Example: Spring Boot

spring:
  security:
    oauth2:
      client:
        registration:
          keycloak:
            client-id: ${CLIENT_ID}
            client-secret: ${CLIENT_SECRET}
            scope: openid,profile,email
        provider:
          keycloak:
            issuer-uri: ${ISSUER_URL}

Verify Installation

Check that all components are healthy:

# Operator
kubectl get pods -n keycloak-system -l app.kubernetes.io/name=keycloak-operator

# Keycloak instance
kubectl get keycloak -n keycloak-system

# PostgreSQL
kubectl get cluster -n keycloak-system

# Realm
kubectl get keycloakrealm -n my-app

# Client
kubectl get keycloakclient -n my-app

All resources should show PHASE=Ready.

Clean Up

# Delete application resources
helm uninstall my-app-client -n my-app
helm uninstall my-app-realm -n my-app
kubectl delete namespace my-app

# Delete operator and Keycloak
helm uninstall keycloak-operator -n keycloak-system

# Delete database (optional - will delete all data!)
helm uninstall cnpg -n cnpg-system

Advanced: Using with ArgoCD

Structure your GitOps repository:

apps/
├── database/
│   └── cloudnative-pg.yaml        # wave: 0
├── keycloak-operator/
│   └── operator-with-instance.yaml # wave: 1
└── my-app/
    ├── realm.yaml                  # wave: 2
    └── client.yaml                 # wave: 3

Example ArgoCD Application:

apiVersion: argoproj.io/v1alpha1
kind: Application
metadata:
  name: keycloak-operator
  annotations:
    argocd.argoproj.io/sync-wave: "1"
spec:
  project: default
  source:
    repoURL: ghcr.io/vriesdemichael/charts
    chart: keycloak-operator
    targetRevision: 0.3.x
    helm:
      values: |
        keycloak:
          enabled: true
          database:
            cnpg:
              enabled: true
  destination:
    server: https://kubernetes.default.svc
    namespace: keycloak-system
  syncPolicy:
    automated:
      prune: true
      selfHeal: true
    syncOptions:
      - CreateNamespace=true

Next Steps

Configuration: - SMTP Configuration - Email notifications - Identity Providers - Google, GitHub, Azure AD SSO - High Availability - Production HA setup

Understanding the System: - Architecture - How the operator works - Security Model - Authorization and RBAC - Drift Detection - Orphan detection

CRD References: - KeycloakRealm - All realm options - KeycloakClient - All client options

Troubleshooting

Operator not starting

kubectl logs -n keycloak-system -l app.kubernetes.io/name=keycloak-operator
kubectl describe clusterrolebinding keycloak-operator
kubectl get certificate -n keycloak-system

Keycloak stuck in Pending

kubectl describe keycloak keycloak -n keycloak-system
kubectl get cluster -n keycloak-system  # Check PostgreSQL
kubectl get events -n keycloak-system --sort-by='.lastTimestamp'

Realm creation fails

kubectl describe keycloakrealm my-app-realm -n my-app
kubectl get keycloakrealm my-app-realm -n my-app -o jsonpath='{.status.conditions}' | jq
kubectl logs -n keycloak-system -l app.kubernetes.io/name=keycloak-operator | grep my-app-realm

Client authorization error

Symptom: Client shows "namespace not authorized"

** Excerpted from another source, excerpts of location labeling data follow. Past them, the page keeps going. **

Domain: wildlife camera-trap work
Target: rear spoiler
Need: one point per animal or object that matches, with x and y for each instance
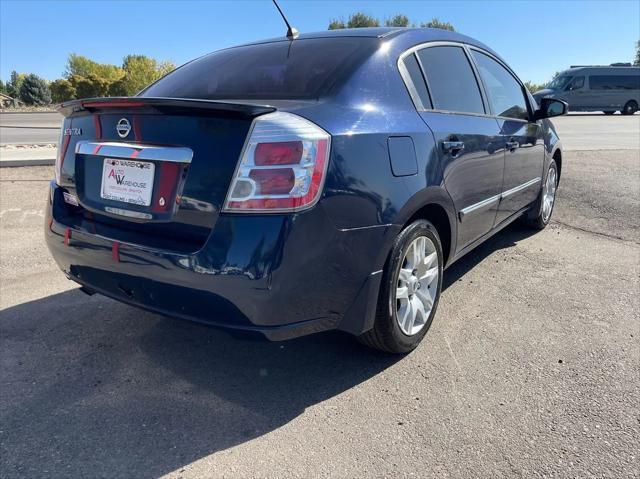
(173, 105)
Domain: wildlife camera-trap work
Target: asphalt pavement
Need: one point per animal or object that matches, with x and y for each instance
(531, 368)
(29, 128)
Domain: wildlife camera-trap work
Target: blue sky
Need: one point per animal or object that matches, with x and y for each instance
(536, 38)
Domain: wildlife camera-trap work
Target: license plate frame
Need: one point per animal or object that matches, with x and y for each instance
(128, 181)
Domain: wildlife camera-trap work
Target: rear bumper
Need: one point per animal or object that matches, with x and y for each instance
(282, 275)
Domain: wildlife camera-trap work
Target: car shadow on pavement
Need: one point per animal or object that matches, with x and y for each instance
(94, 388)
(507, 238)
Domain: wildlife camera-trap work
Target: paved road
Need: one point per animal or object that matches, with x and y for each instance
(530, 369)
(599, 132)
(29, 128)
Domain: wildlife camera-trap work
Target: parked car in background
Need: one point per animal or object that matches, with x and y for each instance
(596, 88)
(295, 186)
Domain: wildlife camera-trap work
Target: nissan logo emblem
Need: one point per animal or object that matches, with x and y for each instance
(123, 128)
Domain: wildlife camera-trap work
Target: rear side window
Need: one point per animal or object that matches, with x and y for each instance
(614, 82)
(411, 64)
(575, 84)
(505, 93)
(303, 69)
(450, 79)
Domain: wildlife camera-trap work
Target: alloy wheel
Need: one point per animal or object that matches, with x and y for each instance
(417, 285)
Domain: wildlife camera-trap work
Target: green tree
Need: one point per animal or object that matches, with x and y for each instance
(534, 87)
(62, 90)
(357, 20)
(35, 91)
(83, 66)
(337, 24)
(140, 71)
(436, 23)
(397, 21)
(361, 20)
(91, 86)
(118, 88)
(14, 84)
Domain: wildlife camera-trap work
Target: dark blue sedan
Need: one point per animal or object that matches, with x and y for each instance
(294, 186)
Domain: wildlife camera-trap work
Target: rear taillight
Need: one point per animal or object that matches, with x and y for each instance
(63, 146)
(282, 167)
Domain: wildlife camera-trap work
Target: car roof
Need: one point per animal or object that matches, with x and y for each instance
(597, 68)
(413, 35)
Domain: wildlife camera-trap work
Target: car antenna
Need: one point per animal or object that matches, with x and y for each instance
(292, 33)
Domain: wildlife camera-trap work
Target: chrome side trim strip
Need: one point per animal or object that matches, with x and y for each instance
(484, 204)
(136, 151)
(521, 187)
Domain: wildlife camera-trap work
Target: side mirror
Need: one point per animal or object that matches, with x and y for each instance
(550, 107)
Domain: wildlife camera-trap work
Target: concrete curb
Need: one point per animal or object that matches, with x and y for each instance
(27, 157)
(29, 162)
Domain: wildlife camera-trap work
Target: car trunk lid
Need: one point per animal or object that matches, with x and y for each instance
(151, 171)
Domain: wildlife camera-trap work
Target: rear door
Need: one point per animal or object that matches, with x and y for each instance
(469, 141)
(522, 137)
(576, 94)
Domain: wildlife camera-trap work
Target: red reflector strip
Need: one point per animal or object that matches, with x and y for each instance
(275, 181)
(115, 251)
(278, 153)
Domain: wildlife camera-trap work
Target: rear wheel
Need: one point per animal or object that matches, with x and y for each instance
(630, 107)
(540, 213)
(410, 290)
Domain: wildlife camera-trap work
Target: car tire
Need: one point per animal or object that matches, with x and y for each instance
(540, 212)
(630, 107)
(409, 291)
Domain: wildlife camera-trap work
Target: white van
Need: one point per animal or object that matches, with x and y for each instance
(596, 88)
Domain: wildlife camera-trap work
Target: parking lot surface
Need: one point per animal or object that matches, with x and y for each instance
(529, 370)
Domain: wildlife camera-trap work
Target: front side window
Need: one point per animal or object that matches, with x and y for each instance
(415, 74)
(505, 93)
(575, 84)
(451, 82)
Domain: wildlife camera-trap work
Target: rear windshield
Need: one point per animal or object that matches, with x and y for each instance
(301, 69)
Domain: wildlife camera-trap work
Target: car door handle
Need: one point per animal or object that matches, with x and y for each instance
(512, 145)
(453, 147)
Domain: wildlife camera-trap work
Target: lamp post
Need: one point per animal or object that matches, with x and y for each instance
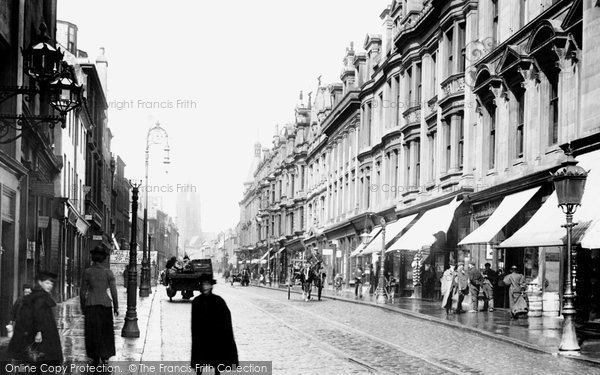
(380, 284)
(56, 84)
(156, 135)
(130, 328)
(569, 183)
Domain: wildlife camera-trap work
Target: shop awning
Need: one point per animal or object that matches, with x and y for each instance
(423, 232)
(358, 250)
(374, 244)
(391, 231)
(361, 248)
(545, 227)
(507, 209)
(591, 239)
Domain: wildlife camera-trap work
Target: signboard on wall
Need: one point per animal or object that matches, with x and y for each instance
(122, 257)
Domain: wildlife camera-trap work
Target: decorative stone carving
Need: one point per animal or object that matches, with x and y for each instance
(454, 86)
(500, 94)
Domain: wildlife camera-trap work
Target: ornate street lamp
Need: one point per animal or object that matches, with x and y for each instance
(381, 283)
(130, 328)
(65, 93)
(55, 79)
(42, 61)
(156, 135)
(569, 183)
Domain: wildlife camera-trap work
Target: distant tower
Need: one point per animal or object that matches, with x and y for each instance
(254, 164)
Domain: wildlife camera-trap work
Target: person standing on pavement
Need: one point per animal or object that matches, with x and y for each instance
(462, 282)
(516, 283)
(320, 279)
(36, 326)
(213, 344)
(358, 276)
(16, 309)
(429, 279)
(489, 282)
(475, 281)
(372, 279)
(448, 286)
(307, 276)
(98, 308)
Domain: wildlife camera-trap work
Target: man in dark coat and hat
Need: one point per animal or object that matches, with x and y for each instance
(213, 344)
(36, 327)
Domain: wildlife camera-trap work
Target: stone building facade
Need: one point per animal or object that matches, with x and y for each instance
(452, 117)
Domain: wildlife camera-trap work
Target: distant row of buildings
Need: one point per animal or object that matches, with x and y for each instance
(452, 118)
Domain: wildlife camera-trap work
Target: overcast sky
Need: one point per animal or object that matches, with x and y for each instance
(225, 72)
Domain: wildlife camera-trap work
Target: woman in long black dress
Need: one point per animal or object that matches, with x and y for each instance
(98, 308)
(36, 328)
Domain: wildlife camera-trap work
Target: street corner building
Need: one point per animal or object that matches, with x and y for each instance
(62, 190)
(448, 125)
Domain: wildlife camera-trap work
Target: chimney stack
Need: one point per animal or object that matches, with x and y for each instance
(102, 68)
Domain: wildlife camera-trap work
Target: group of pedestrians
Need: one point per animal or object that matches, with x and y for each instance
(35, 337)
(459, 283)
(36, 340)
(310, 275)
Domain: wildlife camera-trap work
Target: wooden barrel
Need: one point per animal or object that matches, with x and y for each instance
(551, 304)
(535, 303)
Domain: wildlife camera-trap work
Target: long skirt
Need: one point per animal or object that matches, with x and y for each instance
(99, 332)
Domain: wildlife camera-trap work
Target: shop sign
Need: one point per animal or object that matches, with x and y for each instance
(122, 257)
(43, 222)
(484, 210)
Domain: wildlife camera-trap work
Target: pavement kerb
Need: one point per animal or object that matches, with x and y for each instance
(154, 306)
(431, 319)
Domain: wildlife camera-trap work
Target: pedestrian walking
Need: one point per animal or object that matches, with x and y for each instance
(337, 283)
(462, 284)
(36, 339)
(516, 283)
(213, 344)
(429, 279)
(320, 279)
(307, 276)
(448, 286)
(358, 276)
(372, 279)
(475, 281)
(98, 309)
(490, 278)
(16, 309)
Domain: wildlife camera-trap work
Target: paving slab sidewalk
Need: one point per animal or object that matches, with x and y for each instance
(70, 322)
(541, 334)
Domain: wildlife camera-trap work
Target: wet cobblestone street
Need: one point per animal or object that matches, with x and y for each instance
(335, 337)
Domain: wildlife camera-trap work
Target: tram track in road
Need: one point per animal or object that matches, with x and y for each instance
(340, 338)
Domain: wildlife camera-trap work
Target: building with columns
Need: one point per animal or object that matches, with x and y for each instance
(446, 126)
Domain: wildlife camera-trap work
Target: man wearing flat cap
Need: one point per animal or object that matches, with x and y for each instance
(462, 282)
(516, 281)
(475, 281)
(213, 344)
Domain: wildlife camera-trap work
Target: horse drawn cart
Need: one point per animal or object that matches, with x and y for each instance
(187, 278)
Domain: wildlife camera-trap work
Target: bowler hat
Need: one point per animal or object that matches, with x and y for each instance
(100, 249)
(207, 277)
(46, 275)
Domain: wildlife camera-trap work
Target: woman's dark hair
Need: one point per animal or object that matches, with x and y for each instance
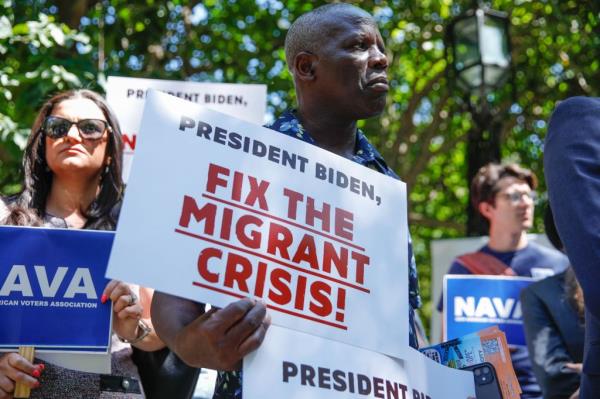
(573, 291)
(38, 177)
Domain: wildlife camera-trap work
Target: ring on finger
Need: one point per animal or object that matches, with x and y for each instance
(132, 299)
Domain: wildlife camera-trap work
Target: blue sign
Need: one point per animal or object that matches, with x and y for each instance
(51, 281)
(476, 302)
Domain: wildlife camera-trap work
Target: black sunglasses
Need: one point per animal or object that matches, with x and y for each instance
(91, 129)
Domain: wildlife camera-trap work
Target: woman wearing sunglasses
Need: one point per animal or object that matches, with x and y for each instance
(72, 168)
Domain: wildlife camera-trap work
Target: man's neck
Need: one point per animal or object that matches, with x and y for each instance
(330, 133)
(503, 241)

# Check realm's authorization grants
kubectl get keycloakrealm my-app-realm -n my-app \
  -o jsonpath='{.spec.clientAuthorizationGrants}' | jq

# Add your namespace to the grant list
helm upgrade my-app-realm oci://ghcr.io/vriesdemichael/charts/keycloak-realm \
  --namespace my-app \
  --reuse-values \
  --set 'clientAuthorizationGrants={my-app,my-new-namespace}'

Webhook timeout during fresh install

Symptom: Error: failed calling webhook: context deadline exceeded

This is expected behavior on fresh install - the webhook configuration is created before operator pods are ready.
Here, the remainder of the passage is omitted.